L’architecte peut-il se passer de chantier ? Peut-il renoncer à cette heure de vérité ? Certains maîtres d’ouvrage le pensent. Ils écartent le concepteur pour lui substituer un maître d’œuvre d’exécution au moment de passer à l’action. Leurs motivations sont multiples : confier l’exécution à plus costaud ; à moins exigeant ; à moins disant parfois... quand ils ne font pas que répondre tout simplement à la demande de l’architecte lui-même. Pourtant, l’architecte ne peut consolider ses connaissances techniques sans les confronter au terrain, sans mettre ses projets à l’épreuve des savoir-faire des entreprises, sans observer et conduire la main du compagnon lorsque c’est nécessaire.
Mais ce chantier d’enrichissement mutuel des connaissances, longtemps cité en exemple comme la meilleure formation continue, existe-t-il encore ? A l’heure de la maquette numérique, de l’image hologramme et de l’imprimante 3D, l’anticipation totale qu’imposent les nouvelles technologies aura peut-être raison d’une conception parachevée sur le chantier.

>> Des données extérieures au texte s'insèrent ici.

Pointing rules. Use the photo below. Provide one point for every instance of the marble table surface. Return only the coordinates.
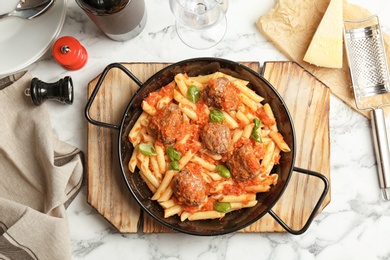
(356, 223)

Comprenons bien nos maîtres d’ouvrage : la rentabilité court-termiste des programmes menés par les investisseurs les rend de moins en moins tolérants aux délais supplémentaires, aux surcoûts, aux aléas, dans un processus de fabrication des bâtiments pourtant très peu industrialisés. Pour eux, le souci du détail recherché par l’architecte n’est pas prioritaire. La garantie d’un ouvrage livré à temps, à coût et délais garantis, les obsèdent. Ces maîtres d’ouvrage ont besoin de « machines de guerre » pour surmonter l’épreuve du chantier dont le fouillis les laisse aussi perplexes que désemparés. L’architecte peut répondre à cette attente.
Mais que reste-t-il de sa capacité à diriger les entreprises, après 40 ans de saucissonnage des missions de maîtrise d’œuvre… et 10 dernières années de vaches maigres ? Où sont passées ses équipes « chantiers » ?
Impossible pourtant de reculer face à la montée des exigences des maîtres d’ouvrage. Elles sont également celle d’une règlementation qui ne cesse de progresser. A l’aube d’une relance de l’activité, l’offre de service des architectes est à revoir. En créant des entreprises de maîtrise d’œuvre partagées, les architectes développeront leur savoir-faire et leur expertise. Ils consolideront et crédibiliseront leur profession face à leurs clients et aux entreprises. En émancipant cette maîtrise d’œuvre sans l’abandonner à d’autres, ils s’affranchiront de l’environnement très concurrentiel dans lequel évolue la profession. A travers l’actionnariat, ils en feront le support économique dont ils ont tant besoin pour consolider leur activité de concepteurs. Enfin, grâce à cette maîtrise d’œuvre partagée, ils couvriront toute la chaîne de production des bâtiments jusqu’à la livraison des ouvrages.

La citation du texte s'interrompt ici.